Dating back to 1829, Brisbane’s heritage-listed Commissariat Store is one of only two surviving buildings that date back to Queensland’s convict period. Built in a back-breaking four months by recidivist criminals sent to Queensland’s Moreton Bay Penal Settlement as extra punishment, the Commissariat Store was originally built as a government storehouse. Surrounded by the gleaming skyscrapers of the Central Business District, today the Commissariat Store is known as the Birthplace of Brisbane, representing the beginning of European settlement in Australia.

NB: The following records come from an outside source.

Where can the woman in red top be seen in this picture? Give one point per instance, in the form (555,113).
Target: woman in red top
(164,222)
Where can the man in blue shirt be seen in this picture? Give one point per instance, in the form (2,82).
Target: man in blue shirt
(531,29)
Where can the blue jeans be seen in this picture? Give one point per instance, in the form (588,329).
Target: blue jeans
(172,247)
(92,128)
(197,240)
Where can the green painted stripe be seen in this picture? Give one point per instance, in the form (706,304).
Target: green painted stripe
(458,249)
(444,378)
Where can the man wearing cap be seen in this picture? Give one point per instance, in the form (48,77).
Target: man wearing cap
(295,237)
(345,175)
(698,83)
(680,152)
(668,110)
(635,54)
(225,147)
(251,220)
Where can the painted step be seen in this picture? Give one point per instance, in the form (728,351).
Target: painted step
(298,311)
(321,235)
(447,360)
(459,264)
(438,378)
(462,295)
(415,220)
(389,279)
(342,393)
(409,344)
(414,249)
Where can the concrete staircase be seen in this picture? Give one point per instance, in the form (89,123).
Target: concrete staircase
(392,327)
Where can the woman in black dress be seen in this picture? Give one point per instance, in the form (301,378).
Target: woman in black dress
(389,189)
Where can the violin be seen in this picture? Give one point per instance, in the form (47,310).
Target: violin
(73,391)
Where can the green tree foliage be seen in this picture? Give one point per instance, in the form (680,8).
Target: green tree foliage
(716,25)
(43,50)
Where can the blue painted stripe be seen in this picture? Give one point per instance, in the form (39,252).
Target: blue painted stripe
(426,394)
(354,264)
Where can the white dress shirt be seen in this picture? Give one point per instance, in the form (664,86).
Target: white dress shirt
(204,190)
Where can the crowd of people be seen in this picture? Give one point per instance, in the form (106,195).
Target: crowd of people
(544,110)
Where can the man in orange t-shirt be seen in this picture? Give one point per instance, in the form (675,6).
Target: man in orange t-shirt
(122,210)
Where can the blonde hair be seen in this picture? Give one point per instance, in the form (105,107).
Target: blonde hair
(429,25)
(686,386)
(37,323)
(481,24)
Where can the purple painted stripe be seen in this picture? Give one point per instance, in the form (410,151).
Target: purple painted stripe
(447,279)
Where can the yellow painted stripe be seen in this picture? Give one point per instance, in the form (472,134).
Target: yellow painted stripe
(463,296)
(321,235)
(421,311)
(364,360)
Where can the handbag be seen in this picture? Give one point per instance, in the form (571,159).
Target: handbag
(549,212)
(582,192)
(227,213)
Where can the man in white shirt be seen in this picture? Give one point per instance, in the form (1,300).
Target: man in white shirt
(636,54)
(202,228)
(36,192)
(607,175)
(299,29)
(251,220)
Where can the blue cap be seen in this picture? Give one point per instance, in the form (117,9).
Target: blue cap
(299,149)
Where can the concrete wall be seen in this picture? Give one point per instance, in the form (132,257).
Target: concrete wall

On the river by Queens Wharf Road, today the Commissariat Store is a museum run by the Royal Historical Society of Queensland. On a visit, you can learn the story and struggle of the penal colony through the exhibits and convict-era objects on display. You’ll even see a small glass jar with the remains of some of the prisoners’ fingertips. There’s also an impressive art collection at the museum, and it’s worth seeing the 1940s painting, View of Brisbane, by Vida Lahey. Volunteer guides can also show you around the museum for no extra charge.
Photo courtesy of the Commissariat Store.
Open Tuesday to Friday from 10-4pm, the Commissariat Store museum is on 115 William Street in the CBD. Adult tickets cost $6, and children’s tickets cost $3. Guided tours are free.